# Model Interpretability in Deep Learning

Deep learning models are powerful but often work as **black boxes**, making it hard to understand how they make predictions. Model interpretability aims to make these models more **transparent and explainable**.

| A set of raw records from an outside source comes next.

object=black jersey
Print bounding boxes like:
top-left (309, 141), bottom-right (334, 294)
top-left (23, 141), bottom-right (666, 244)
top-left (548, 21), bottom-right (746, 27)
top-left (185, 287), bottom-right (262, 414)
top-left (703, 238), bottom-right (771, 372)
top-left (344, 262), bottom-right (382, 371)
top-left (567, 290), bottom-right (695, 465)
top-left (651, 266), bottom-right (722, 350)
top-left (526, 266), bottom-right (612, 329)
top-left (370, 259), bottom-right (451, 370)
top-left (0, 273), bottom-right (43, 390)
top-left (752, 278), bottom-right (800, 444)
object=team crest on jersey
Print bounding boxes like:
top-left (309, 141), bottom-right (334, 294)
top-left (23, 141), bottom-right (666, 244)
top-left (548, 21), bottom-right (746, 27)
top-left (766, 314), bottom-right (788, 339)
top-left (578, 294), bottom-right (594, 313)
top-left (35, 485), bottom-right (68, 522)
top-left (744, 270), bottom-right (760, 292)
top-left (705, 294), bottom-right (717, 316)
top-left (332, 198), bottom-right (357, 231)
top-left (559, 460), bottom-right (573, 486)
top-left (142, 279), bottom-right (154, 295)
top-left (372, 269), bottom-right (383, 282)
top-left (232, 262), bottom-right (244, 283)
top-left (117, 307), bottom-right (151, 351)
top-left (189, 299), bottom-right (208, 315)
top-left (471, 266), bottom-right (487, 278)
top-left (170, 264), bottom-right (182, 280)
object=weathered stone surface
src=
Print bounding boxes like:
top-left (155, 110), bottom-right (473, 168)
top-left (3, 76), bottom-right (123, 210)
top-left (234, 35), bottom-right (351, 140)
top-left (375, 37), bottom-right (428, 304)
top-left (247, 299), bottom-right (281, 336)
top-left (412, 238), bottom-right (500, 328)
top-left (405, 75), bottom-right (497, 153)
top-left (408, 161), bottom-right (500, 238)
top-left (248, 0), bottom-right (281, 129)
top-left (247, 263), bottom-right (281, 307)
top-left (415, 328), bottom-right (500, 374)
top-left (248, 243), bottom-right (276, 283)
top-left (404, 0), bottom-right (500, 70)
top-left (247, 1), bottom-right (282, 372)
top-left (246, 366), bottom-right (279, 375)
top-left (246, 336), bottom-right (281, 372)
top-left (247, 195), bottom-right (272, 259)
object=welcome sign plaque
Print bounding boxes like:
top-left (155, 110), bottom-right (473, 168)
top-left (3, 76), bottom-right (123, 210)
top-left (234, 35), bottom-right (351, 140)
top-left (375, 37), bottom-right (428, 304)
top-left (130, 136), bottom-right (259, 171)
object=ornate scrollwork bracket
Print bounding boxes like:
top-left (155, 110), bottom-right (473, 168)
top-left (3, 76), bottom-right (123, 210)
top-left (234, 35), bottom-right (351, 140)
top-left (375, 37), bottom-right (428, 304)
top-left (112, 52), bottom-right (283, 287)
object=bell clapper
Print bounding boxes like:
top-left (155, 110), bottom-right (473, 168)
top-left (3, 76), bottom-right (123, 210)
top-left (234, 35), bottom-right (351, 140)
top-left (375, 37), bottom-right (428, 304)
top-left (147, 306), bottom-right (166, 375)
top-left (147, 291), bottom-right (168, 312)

In this notebook, we’ll cover:
- Saliency Maps
- Grad-CAM
- Integrated Gradients
- Why interpretability is important


## 🎯 Objective
- Understand how deep models make predictions.
- Visualize which regions in an image most influence model decisions.
- Build trust and accountability in AI models.

In [1]:
import tensorflow as tf
import numpy as np
import matplotlib.pyplot as plt
from tensorflow.keras.applications import VGG16
from tensorflow.keras.preprocessing import image
from tensorflow.keras.applications.vgg16 import preprocess_input

## 🧩 Load Pre-trained Model

In [2]:
model = VGG16(weights='imagenet')
model.summary()

## 🖼️ Load and Preprocess Image

In [3]:
img_path = tf.keras.utils.get_file('elephant.jpg', 'https://i.imgur.com/Bvro0YD.png')
img = image.load_img(img_path, target_size=(224, 224))
x = image.img_to_array(img)
x = np.expand_dims(x, axis=0)
x = preprocess_input(x)

plt.imshow(image.load_img(img_path))
plt.axis('off')
plt.title('Original Image')
plt.show()

## 🔍 Saliency Maps
Saliency maps visualize which pixels influence the output prediction most by computing gradients of the output with respect to the input image.

In [4]:
img_tensor = tf.convert_to_tensor(x)
with tf.GradientTape() as tape:
    tape.watch(img_tensor)
    preds = model(img_tensor)
    top_index = tf.argmax(preds[0])
    top_class = preds[:, top_index]

grads = tape.gradient(top_class, img_tensor)[0]
saliency = np.max(np.abs(grads), axis=-1)

plt.imshow(saliency, cmap='hot')
plt.axis('off')
plt.title('Saliency Map')
plt.show()

## 🔥 Grad-CAM Visualization
Grad-CAM (Gradient-weighted Class Activation Mapping) highlights **which regions** in an image are most influential for a prediction.

In [5]:
grad_model = tf.keras.models.Model([
    model.inputs], [model.get_layer('block5_conv3').output, model.output])

with tf.GradientTape() as tape:
    conv_outputs, predictions = grad_model(img_tensor)
    loss = predictions[:, top_index]

grads = tape.gradient(loss, conv_outputs)
pooled_grads = tf.reduce_mean(grads, axis=(0, 1, 2))
conv_outputs = conv_outputs[0]
heatmap = tf.reduce_sum(tf.multiply(pooled_grads, conv_outputs), axis=-1)
heatmap = np.maximum(heatmap, 0) / np.max(heatmap)

plt.matshow(heatmap)
plt.title('Grad-CAM Heatmap')
plt.axis('off')
plt.show()

## 🧠 Overlay Grad-CAM on Original Image

In [6]:
import cv2
img_orig = cv2.imread(img_path)
heatmap_resized = cv2.resize(heatmap.numpy(), (img_orig.shape[1], img_orig.shape[0]))
heatmap_colored = cv2.applyColorMap(np.uint8(255 * heatmap_resized), cv2.COLORMAP_JET)
superimposed_img = cv2.addWeighted(img_orig, 0.6, heatmap_colored, 0.4, 0)

plt.imshow(cv2.cvtColor(superimposed_img, cv2.COLOR_BGR2RGB))
plt.axis('off')
plt.title('Grad-CAM Overlay')
plt.show()

## 📈 Integrated Gradients (Optional)
Integrated Gradients measure feature importance by integrating gradients from a baseline to the actual input.

In [7]:
try:
    from tf_explain.core.integrated_gradients import IntegratedGradients
    ig = IntegratedGradients()
    grid = ig.explain((x, None), model, class_index=int(top_index))
    plt.imshow(grid)
    plt.axis('off')
    plt.title('Integrated Gradients')
    plt.show()
except Exception as e:
    print('Integrated Gradients not available:', e)

## ✅ Summary
- **Saliency Maps** highlight pixel importance.
- **Grad-CAM** shows the most influential image regions.
- **Integrated Gradients** provide smooth attribution.

These techniques make deep models more **interpretable**, helping ensure **transparency and trust** in AI systems.